If you don’t set the Postgres environment variable then no data is returned.

All the hard isolation without the schema sync pain.

lgas · 2025-04-28T15:57:05 1745855825

> In effect, RLS automatically applies a where clause preventing developers inadvertently accessing the wrong data.

Right, but this assumes that you have a) remembered to enable RLS for every table where it matters and b) configured appropriate rules perfectly for every table. And there are tons of things you can mess up in the rules.

With per-tenant instances none of those things can happen.

andrewstuart · 2025-04-28T20:40:22 1745872822

True it doesn’t work if you do it wrong.

imtringued · 2025-04-27T23:47:39 1745797659

Database per tenant makes write scaling trivial.

scosman · 2025-04-27T18:55:46 1745780146

But read up on scaling limits before going down this path. Last time I checked it capped out at thousands of schemas, but no where near millions.

victorbjorklund · 2025-04-28T13:03:45 1745845425

Not true. There is no upper limit.

https://www.postgresql.org/message-id/24478.1109618520%40sss...
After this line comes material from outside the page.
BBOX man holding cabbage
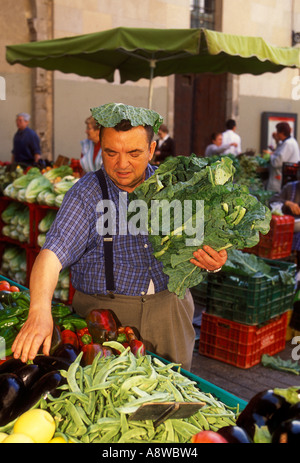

koakuma-chan · 2025-04-27T14:53:28 1745765608

Have you tried applying migrations lazily?

stackskipton · 2025-04-27T15:08:43 1745766523

I worked as Ops person for a company that was database per user and that's we did. Every database had table with its current schema. On login, that current schema would be checked, if it was not up to date, RabbitMQ message was sent and database schema updater would update their database. User would get a screen saying "Updating to latest version" and it was just checking every 15 seconds to see if schema field updated. Most of time, it was done in less than 15 seconds.

For more important customers, you could always preemptively run their database schemas updates for them so they didn't see update screen.

scop · 2025-04-27T19:59:36 1745783976

Interesting! I use a budgeting app that has curious loading screens when you first log in. Sometimes it flies by, sometimes it takes a bit. It doesn’t appear to be related to data import, as data isn’t in sync when you log in. I wonder if what I’m seeing is a tenant migration technique like you describe.

finnh · 2025-04-27T15:26:30 1745767590

(not a worthy comment, but)

I really like the free lunch / free launch pun here, intentional or not.